'Silver Linings Playbook': It's a good call

'Playbook' stars are among several great things about film

McClatchy-Tribune News ServiceDecember 23, 2012 

Tiffany (Jennifer Lawrence) and Pat (Bradley Cooper) become dance partners in this scene from Silver Linings Playbook. Lawrence and Cooper each received Oscar nominations for acting, and the movie was nominated for best picture.

THE WEINSTEIN COMPANY

  • MOVIE REVIEW

    'Silver Linings Playbook'

    4 stars out of 5

    R for language and some sexual content/nudity. The Weinstein Co. 115 min. Kentucky Theatre.

Movies about the mentally ill tend to render them in cute, charming strokes — with only the occasional blast of ugly to remind us, "Oh, yeah, this gorgeous, lovelorn soul is still mentally ill."

Silver Linings Playbook, opening Tuesday in Lexington, has a hint of that. You cast Bradley Cooper as a mentally ill man who probably got out of the psychiatric ward too early, and Louisville native Jennifer Lawrence as a young cop's widow who isn't coping with the fact that her husband is dead, and the Hollywood ending is written all over it.

But Cooper gives his most natural, affecting and compelling performance yet as Pat, a divorced ex-schoolteacher who won't accept that he's no longer married to Nikki or that the school system would never rehire him. People might duck him in amusing ways, but the message is clear. He's dangerous.

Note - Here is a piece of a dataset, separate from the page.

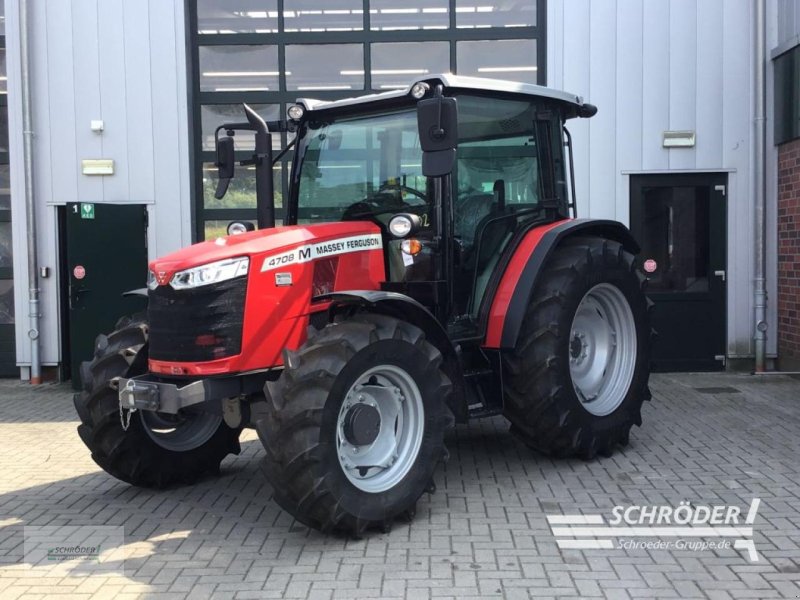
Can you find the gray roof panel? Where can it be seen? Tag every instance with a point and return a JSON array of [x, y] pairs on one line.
[[450, 81]]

As Tiffany, Lawrence makes us forget her dewy youth just minutes into her brittle, biting turn as a woman whose unbalanced rage is even more cleverly concealed than Pat's.

Pat's mom (Jacki Weaver of Animal Kingdom) has faith that her son would be better off at home in Philadelphia. His sports-nut dad (Robert De Niro, perfect) isn't so sure. When Pat pulls a plastic garbage bag over his sweatshirt so lose weight faster while he jogs, Dad seems to have a point.

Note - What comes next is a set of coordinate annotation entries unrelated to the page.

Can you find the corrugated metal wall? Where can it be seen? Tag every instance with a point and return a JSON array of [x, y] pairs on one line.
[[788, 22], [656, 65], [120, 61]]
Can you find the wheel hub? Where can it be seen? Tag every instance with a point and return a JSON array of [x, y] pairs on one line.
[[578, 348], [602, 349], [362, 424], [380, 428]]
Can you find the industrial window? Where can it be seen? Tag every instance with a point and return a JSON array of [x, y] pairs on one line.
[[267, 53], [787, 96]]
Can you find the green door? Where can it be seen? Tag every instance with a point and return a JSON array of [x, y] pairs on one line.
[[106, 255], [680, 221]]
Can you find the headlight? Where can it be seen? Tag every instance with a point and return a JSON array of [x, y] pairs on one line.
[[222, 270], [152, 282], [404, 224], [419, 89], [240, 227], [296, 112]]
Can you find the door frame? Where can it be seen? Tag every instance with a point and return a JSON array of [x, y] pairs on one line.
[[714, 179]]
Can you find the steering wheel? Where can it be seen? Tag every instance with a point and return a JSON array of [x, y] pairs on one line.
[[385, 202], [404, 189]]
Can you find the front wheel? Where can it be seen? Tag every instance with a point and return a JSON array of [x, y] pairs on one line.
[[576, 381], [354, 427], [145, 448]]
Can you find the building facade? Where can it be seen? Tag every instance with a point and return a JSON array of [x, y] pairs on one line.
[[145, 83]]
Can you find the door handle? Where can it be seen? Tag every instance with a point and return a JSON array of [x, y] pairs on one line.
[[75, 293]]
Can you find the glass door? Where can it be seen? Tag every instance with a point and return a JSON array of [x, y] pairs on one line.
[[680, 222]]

Others aren't that delusional, which is why the shrill Veronica (Julia Stiles) nags her husband (John Ortiz) to invite Pat, whom she fears and despises, to dinner. She wants the mentally unstable guy to meet her mentally unstable sister, Tiffany. Is Veronica an idiot?

But that jaw-droppingly awkward dinner meeting is where this film by David O. Russell (The Fighter) takes off. The sparks fly between these two — and not necessarily romantic ones. They have an easy rapport, joking and comparing medications. But Pat's unshakable belief that he's winning back his ex, who has a restraining order against him, makes him seem touchier, scarier and further gone than Tiffany. Until testy Tiffany takes a moment to assure us that's a much tighter race than you'd expect.

Pat has these little mantras he picked up from group therapy and psychological counseling. "Excelsior!" he shouts at random moments when he needs some affirmation.

"If you stay positive, you have a shot at a silver lining." That's what he's looking for in all this.

Tiffany? "I don't get what I want, OK?" Her volatility is a frightening thing, especially when she feels she's in a contest. "You think that I'm crazier than you."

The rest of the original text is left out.